My favorite quotes from Imagination Redeemed: Glorifying God with a Neglected Part of Your Mind by Gene Veith and Matthew Ristuccia.

- Christians of the past had quite a bit to say about the imagination, as we shall see, but it is something of a forgotten category in contemporary Christianity.

- We must discipline, disciple, and sanctify our imaginations. We are to “take every thought captive to obey Christ.”

- When the apostle Paul enjoins us to “rejoice with those who rejoice” and to “weep with those who weep” (Rom. 12:15), he is calling for an act of imagination known as “empathy,” imaginatively identifying with other human beings to the point of feeling their emotions.

- Developing a Christian imagination can play an important role in our spiritual growth. A godly imagination can help us meditate on the Word of God, pray with fervency, cultivate a corporate culture of grace, and grow through personal sanctification.

- The imagination of God is the source of the imagination of human beings.

- The critical step toward redeeming one’s imagination is to fill it with God himself.

- We can also sin in our imagination. This is one of the most important and yet neglected battlegrounds in the Christian life.

- The solution is not to suppress the imagination—which cannot really be done—but to restore it so that it helps rather than hinders us in our Christian living.

- In short, the imagination is the source of idolatry and also a means of contemplating truth. It is a source of sin, and it is a source of good works.

- Being able to imagine the future—as well as the steps it will take to get there—is critical for self-discipline, prudence, and wisdom.
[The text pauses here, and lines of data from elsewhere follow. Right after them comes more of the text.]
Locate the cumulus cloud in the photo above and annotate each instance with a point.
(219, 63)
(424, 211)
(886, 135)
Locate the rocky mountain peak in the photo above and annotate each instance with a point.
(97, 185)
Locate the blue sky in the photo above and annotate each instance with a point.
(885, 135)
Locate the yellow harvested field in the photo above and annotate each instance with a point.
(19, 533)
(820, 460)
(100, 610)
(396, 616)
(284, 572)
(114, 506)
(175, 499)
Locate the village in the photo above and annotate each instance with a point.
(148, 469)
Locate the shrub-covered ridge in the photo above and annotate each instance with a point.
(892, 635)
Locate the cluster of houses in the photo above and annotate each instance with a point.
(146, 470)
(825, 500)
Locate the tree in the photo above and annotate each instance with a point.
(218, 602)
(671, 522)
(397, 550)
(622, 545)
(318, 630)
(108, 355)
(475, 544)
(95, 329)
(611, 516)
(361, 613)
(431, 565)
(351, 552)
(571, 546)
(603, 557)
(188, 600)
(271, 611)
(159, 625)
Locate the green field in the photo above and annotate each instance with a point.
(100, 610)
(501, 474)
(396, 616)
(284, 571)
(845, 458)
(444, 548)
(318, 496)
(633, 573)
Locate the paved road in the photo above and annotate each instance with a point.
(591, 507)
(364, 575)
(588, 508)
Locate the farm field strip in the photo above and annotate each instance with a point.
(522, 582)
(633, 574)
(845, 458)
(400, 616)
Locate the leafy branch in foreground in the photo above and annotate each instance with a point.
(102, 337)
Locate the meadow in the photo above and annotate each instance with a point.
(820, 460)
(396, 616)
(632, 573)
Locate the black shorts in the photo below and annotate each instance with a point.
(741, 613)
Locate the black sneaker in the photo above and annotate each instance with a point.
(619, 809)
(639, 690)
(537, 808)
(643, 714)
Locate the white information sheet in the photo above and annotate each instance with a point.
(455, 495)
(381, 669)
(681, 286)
- Worldviews are generally communicated and transmitted by works of the imagination—stories, music, art, drama, architecture, rituals, conversations, and cultural artifacts of every kind.

- A redeemed imagination is a righteous imagination.

- We all face daily choices of what TV shows and movies to watch, where to surf on the web, and what pictures to settle our gaze on…So choose your images with the long view of building a righteous imagination.

- God’s Word uses imaginative means…Thus, a Christian imagination comes, above all, from reading the Bible continually, studying it, meditating on it, and just saturating your mind and your imagination with the Word of God.

- There is, indeed, a place for visual images. But a distinctly Christian imagination is formed best by language—reading, listening, conversation.

- Thus, hearing good preaching week in and week out can profoundly shape a Christian worldview and a Christian imagination.

- A congregation that makes contemporary culture normative over Christian culture—to the point of replacing it—will teach its members to have contemporary worldviews and a contemporary imagination.

- I have nothing to fear from other worldviews, because mine is bigger than all the others, containing their truths and filling in their blind spots. The Christian imagination is vaster than those that derive from narrow human frames of reference

- Though a realm in need of discipline and sanctification, the imagination is a God-given superpower, making possible some of the greatest achievements of human beings.

- The imagination can also be the way into the heart of unbelievers. Many people in today’s culture, trapped in their narrow materialistic worldview, “cannot imagine” any kind of spiritual reality.

- Meanwhile, all Christians…need to love God with all their minds, which would include their imagination.

Imagination Redeemed: Glorifying God with a Neglected Part of Your Mind by Gene Veith and Matthew Ristuccia.